Some were killed in notorious "cross fire" between criminals and law enforcement agents -- regular police and the elite Rapid Action Battalion (RAB) akin to other countries' SWAT teams.
A statutory government statement accompanies such death reports, saying the casualties occurred as the criminals opened fire at law officers pursuing them, usually at night.
"They (police or RAB) fired back in self-defense, resulting in fatalities," the statement says.
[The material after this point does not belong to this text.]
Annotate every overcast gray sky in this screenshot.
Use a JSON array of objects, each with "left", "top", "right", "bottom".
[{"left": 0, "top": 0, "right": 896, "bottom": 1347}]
Often there are casualties on the security force side too.
Opposition political parties say the cross-fire deaths are linked to graft, as corrupt ruling party officials and bureaucrats try to eliminate rivals and help steer government contracts and related kickbacks to friends and themselves.
Human rights groups meanwhile criticize the killings as effectively "extra-judicial" means of trying to enforce order, and have urged the authorities to crack down on the practice.
The government denies such accusations.
"No one has been killed by law enforcers deliberately or (is) being tasked by the government" to do extra-judicial killings, Home Minister Sahara Khatun said recently.
Being a law-enforcement agent does not mean one cannot shoot back in self defense when under fire, she added.
Sahara also told parliament the "law and order situation did not deteriorate, rather improved since Prime Minister Sheikh Hasina took the reins."
Hasina assumed office in January after winning what most independent observers considered a clean election.
She vowed to tackle problems ranging from poverty to crime, to ensure a modicum of stability and attract aid and investment that would lift the standard of living in a country were roughly 40 percent of the population earn less than $1 a day.
But the main opposition Bangladesh Nationalist Party (BNP) of ex-prime minister Begum Khaleda Zia says the government is ineffective generally on law and order.
"Killing, rape, robbery ... are on the rise due to slackened administration," Khondaker Delwar Hossain, secretary-general of the BNP, told reporters.
Even while saying the overall crime rate was falling, Hasina's Home Minister Sahara also told parliament: "Some 10 people were killed on average each day" over the first eight months of the year.
Police say more than 200 people were killed in the capital alone from January through August, among a national total of 2,836. They said 4,099 and 3,691 people were killed in 2008 and 2007 respectively under the army-backed interim regime, and some 4,166 people murdered in 2006 when Khaleda was in power.
If the trend of the first eight months continues, the total in Hasina's first year would be marginally higher.
A senior police officer who did not want to be named told Reuters: "Criminals backed by different political parties have flooded back into the capital Dhaka and other cities since the change of guard."
A senior home ministry official said those behind the problems include: "seasoned criminals, killers for hire, frustrated sons of the rich, drug addicts as well as political activists."
Independent observers say students from Hasina's Awami League and Khaleda's BNP flex muscles or use guns to extort money, steal documents to help favored businessmen, and take mob action to control streets or university dormitories.
"Government efforts to curb crime are failing, because certain people with political backgrounds are patronizing crime gangs for unlawful benefits," retired Brigadier-General Shahedul Anam Khan, an independent political analyst, told Reuters.